NASHVILLE, TN – China’s next farm strategy could reshape global commodity demand if Beijing pushes more food, feed, and fuel ingredients from factories instead of fields. Retired USDA economist Dr. Fred Gale says China’s 2026-30 plan puts artificial intelligence, drones, biological manufacturing, and novel food products at the center of agricultural modernization.

Gale says the strategy reflects a broader effort to replace labor with machines, standardize production, and reduce reliance on imported farm commodities. One example is China’s focus on amino acids and other fermentation products used in livestock feed.

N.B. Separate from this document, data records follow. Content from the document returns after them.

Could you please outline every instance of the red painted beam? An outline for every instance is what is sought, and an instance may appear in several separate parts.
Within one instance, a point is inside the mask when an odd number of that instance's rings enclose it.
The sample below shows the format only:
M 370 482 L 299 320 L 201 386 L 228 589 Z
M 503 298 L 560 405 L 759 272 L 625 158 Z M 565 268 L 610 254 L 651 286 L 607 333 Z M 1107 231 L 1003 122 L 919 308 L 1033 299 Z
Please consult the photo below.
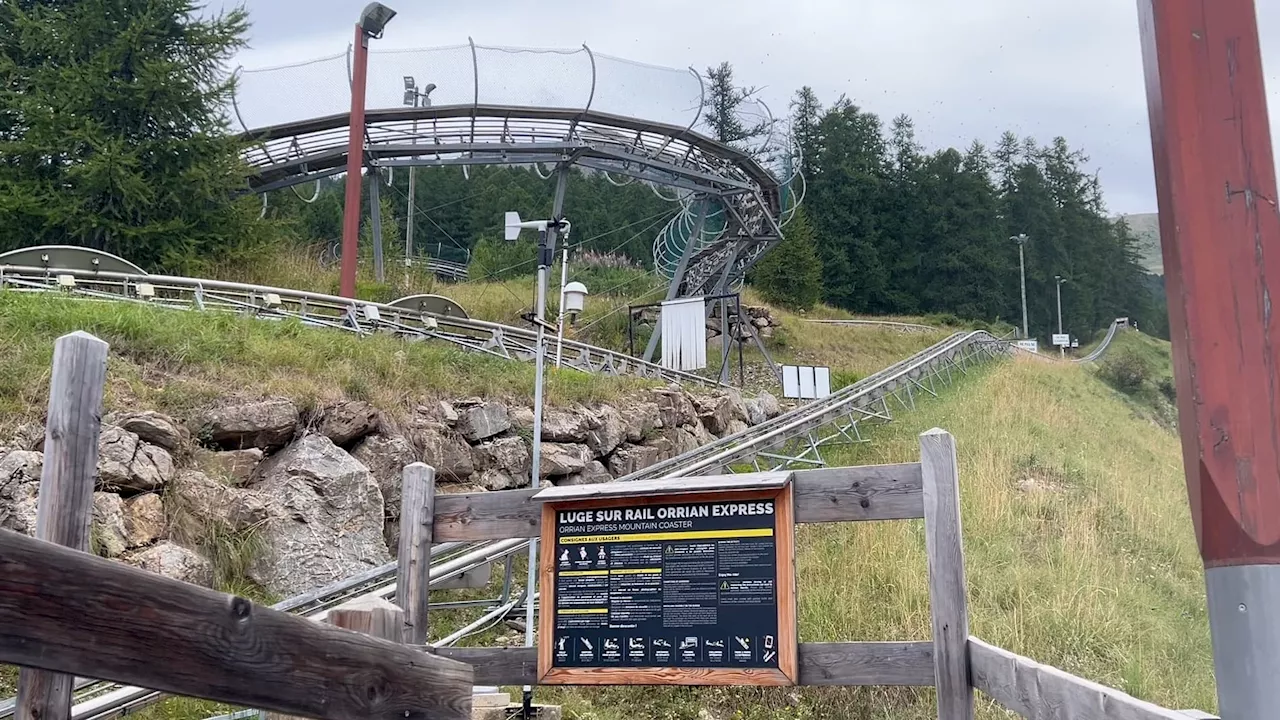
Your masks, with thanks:
M 360 239 L 360 171 L 364 168 L 364 93 L 369 74 L 369 37 L 356 24 L 351 62 L 351 117 L 347 125 L 347 195 L 342 203 L 342 275 L 338 294 L 356 296 L 356 252 Z
M 1206 568 L 1280 564 L 1280 214 L 1254 3 L 1138 5 L 1196 538 Z

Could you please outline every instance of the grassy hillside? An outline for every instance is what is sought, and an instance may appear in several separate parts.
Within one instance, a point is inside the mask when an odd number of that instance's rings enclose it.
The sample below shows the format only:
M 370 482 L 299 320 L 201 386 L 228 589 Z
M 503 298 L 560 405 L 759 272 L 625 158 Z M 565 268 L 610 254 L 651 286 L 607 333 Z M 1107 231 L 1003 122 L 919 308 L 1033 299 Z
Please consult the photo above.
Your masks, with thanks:
M 914 461 L 920 432 L 949 430 L 959 444 L 972 632 L 1165 706 L 1212 711 L 1177 437 L 1095 373 L 1006 362 L 829 459 Z M 803 526 L 798 546 L 801 640 L 930 636 L 922 523 Z M 694 720 L 704 709 L 735 720 L 935 712 L 932 691 L 911 689 L 543 694 L 584 720 Z M 979 716 L 1006 717 L 988 706 Z
M 1142 266 L 1156 275 L 1164 274 L 1164 257 L 1160 254 L 1160 216 L 1156 213 L 1122 215 L 1133 234 L 1138 236 Z

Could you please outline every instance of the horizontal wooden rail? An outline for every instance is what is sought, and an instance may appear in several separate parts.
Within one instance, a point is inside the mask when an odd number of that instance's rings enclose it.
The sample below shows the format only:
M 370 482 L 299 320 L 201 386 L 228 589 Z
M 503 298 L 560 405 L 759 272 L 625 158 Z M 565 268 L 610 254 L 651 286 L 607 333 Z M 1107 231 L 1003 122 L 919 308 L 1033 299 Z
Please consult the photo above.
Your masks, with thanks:
M 1030 720 L 1188 720 L 1119 690 L 969 638 L 973 686 Z
M 0 530 L 0 662 L 322 720 L 462 720 L 470 667 Z
M 438 648 L 475 667 L 479 685 L 533 685 L 537 648 Z M 933 685 L 933 643 L 800 643 L 801 685 Z M 1186 720 L 1186 718 L 1182 718 Z
M 920 463 L 797 470 L 797 523 L 909 520 L 924 517 Z M 434 541 L 537 537 L 542 505 L 534 490 L 461 493 L 436 498 Z

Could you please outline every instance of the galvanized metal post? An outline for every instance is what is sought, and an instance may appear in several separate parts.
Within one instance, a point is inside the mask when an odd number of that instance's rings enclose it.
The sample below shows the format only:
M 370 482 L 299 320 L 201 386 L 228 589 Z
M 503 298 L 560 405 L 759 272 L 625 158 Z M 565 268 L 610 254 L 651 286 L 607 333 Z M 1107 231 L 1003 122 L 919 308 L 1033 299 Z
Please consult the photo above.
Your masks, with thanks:
M 1219 714 L 1280 708 L 1280 215 L 1253 0 L 1139 0 Z
M 347 132 L 347 188 L 342 206 L 342 277 L 338 294 L 356 296 L 356 250 L 360 239 L 360 171 L 364 167 L 364 93 L 369 74 L 369 36 L 356 24 L 351 68 L 351 115 Z
M 378 282 L 387 279 L 382 262 L 382 173 L 378 166 L 369 168 L 369 231 L 373 234 L 373 278 Z
M 1027 329 L 1027 258 L 1022 250 L 1022 246 L 1027 243 L 1027 236 L 1014 235 L 1009 239 L 1018 243 L 1018 270 L 1022 286 L 1022 339 L 1027 340 L 1031 337 L 1031 332 Z

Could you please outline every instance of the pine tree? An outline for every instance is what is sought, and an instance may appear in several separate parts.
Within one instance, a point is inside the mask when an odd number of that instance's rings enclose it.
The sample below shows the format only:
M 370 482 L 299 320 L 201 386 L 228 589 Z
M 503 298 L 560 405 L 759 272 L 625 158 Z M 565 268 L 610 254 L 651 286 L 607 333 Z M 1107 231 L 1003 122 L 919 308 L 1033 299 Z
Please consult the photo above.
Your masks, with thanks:
M 0 249 L 87 245 L 191 269 L 252 249 L 224 108 L 245 11 L 192 0 L 0 3 Z
M 818 152 L 822 136 L 818 123 L 822 120 L 822 103 L 813 88 L 805 85 L 796 91 L 791 100 L 791 134 L 800 150 L 800 163 L 796 169 L 806 178 L 817 177 Z
M 756 137 L 768 130 L 768 121 L 751 120 L 743 123 L 738 112 L 742 103 L 751 99 L 758 90 L 733 84 L 733 66 L 727 61 L 707 68 L 706 100 L 703 101 L 702 123 L 711 131 L 711 137 L 726 145 L 742 148 L 744 140 Z
M 822 299 L 822 261 L 804 210 L 796 211 L 782 242 L 756 264 L 752 283 L 765 300 L 796 310 Z

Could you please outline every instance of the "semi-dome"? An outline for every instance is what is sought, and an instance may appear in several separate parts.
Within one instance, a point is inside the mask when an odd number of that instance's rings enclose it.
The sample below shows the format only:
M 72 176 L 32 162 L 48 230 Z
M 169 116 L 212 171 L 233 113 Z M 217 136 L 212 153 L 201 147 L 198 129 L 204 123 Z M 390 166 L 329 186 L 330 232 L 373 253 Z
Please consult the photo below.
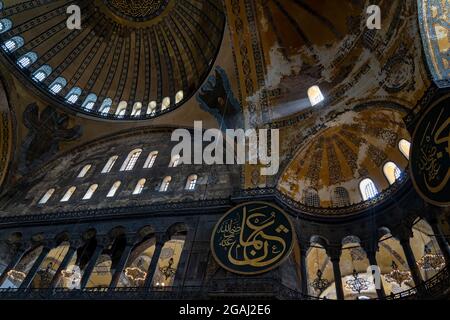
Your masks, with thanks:
M 69 5 L 81 29 L 68 28 Z M 0 20 L 2 57 L 27 85 L 78 113 L 133 120 L 195 93 L 225 26 L 218 0 L 4 1 Z

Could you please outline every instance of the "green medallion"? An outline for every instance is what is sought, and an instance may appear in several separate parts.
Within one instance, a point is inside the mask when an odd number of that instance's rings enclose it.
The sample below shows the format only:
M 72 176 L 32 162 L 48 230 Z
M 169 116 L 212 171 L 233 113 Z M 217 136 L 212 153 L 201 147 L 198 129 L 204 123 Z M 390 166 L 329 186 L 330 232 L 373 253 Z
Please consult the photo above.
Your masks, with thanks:
M 228 271 L 253 275 L 279 266 L 291 252 L 294 227 L 280 208 L 249 202 L 228 211 L 214 228 L 211 251 Z
M 413 136 L 411 177 L 429 203 L 450 204 L 450 100 L 444 99 L 420 120 Z

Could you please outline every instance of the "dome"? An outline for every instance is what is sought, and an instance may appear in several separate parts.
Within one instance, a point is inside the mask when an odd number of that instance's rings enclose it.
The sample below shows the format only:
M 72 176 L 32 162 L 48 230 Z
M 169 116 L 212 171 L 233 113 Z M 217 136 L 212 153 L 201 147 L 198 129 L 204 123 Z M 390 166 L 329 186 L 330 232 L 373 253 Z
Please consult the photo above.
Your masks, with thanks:
M 403 144 L 411 138 L 402 117 L 386 108 L 338 116 L 299 149 L 279 190 L 309 207 L 346 207 L 377 197 L 408 165 Z
M 81 29 L 68 28 L 72 5 Z M 169 112 L 192 96 L 225 26 L 218 0 L 6 4 L 0 19 L 11 22 L 0 32 L 2 58 L 28 86 L 77 113 L 128 120 Z

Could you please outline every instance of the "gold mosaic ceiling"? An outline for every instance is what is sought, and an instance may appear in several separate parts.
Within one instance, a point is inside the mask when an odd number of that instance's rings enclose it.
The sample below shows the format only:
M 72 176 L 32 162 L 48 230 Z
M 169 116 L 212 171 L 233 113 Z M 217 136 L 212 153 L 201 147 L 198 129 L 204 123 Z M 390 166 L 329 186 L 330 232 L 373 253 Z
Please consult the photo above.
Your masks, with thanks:
M 81 9 L 80 30 L 66 25 L 73 4 Z M 133 120 L 169 112 L 195 93 L 225 27 L 220 0 L 9 0 L 0 19 L 12 22 L 3 43 L 23 39 L 2 50 L 3 59 L 41 96 L 78 113 Z M 20 68 L 27 54 L 35 61 Z M 32 81 L 43 67 L 45 78 Z M 63 88 L 53 94 L 56 82 Z

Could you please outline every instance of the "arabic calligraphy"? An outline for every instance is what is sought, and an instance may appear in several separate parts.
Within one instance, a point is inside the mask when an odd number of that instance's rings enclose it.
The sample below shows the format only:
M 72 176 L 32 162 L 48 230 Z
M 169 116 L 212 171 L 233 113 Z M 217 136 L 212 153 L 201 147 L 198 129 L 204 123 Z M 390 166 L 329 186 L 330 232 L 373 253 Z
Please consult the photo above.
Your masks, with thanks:
M 252 202 L 229 211 L 211 241 L 214 256 L 226 269 L 255 274 L 276 267 L 290 254 L 293 227 L 277 207 Z
M 447 101 L 432 108 L 413 139 L 411 170 L 419 193 L 434 204 L 448 204 L 450 194 L 450 112 Z

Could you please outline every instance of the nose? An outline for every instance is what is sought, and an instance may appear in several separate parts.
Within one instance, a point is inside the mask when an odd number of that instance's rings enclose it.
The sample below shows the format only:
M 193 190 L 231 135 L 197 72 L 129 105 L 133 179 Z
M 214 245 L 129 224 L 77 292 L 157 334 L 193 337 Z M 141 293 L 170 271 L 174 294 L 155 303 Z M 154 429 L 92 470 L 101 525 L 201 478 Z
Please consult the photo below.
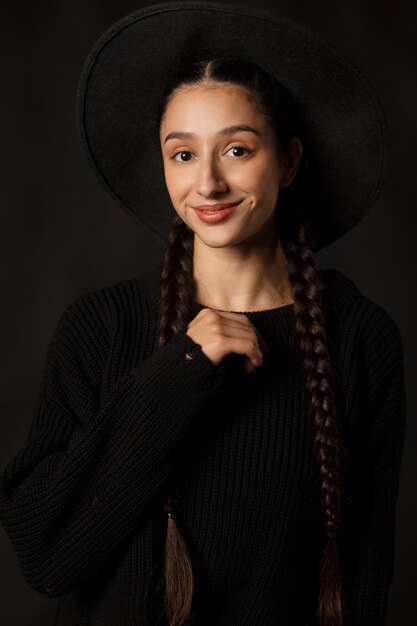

That matters for U.S. agriculture because China is already trying to reduce soybean meal use with feed additives. But Gale notes global soybean supplies are large and soybean meal prices are low, making replacements less economical.

China also dominates the production of many low-end fermentation products, including lysine, citric acid, and monosodium glutamate. Large exports have prompted trade actions in some countries.

Gale says producers should watch whether China’s plans create real demand shifts or simply more subsidized surplus dumped into global markets.

Farm-Level Takeaway: U.S. producers should monitor China’s bio-manufacturing push for potential impacts on soybeans, corn, feed additives, and trade disputes.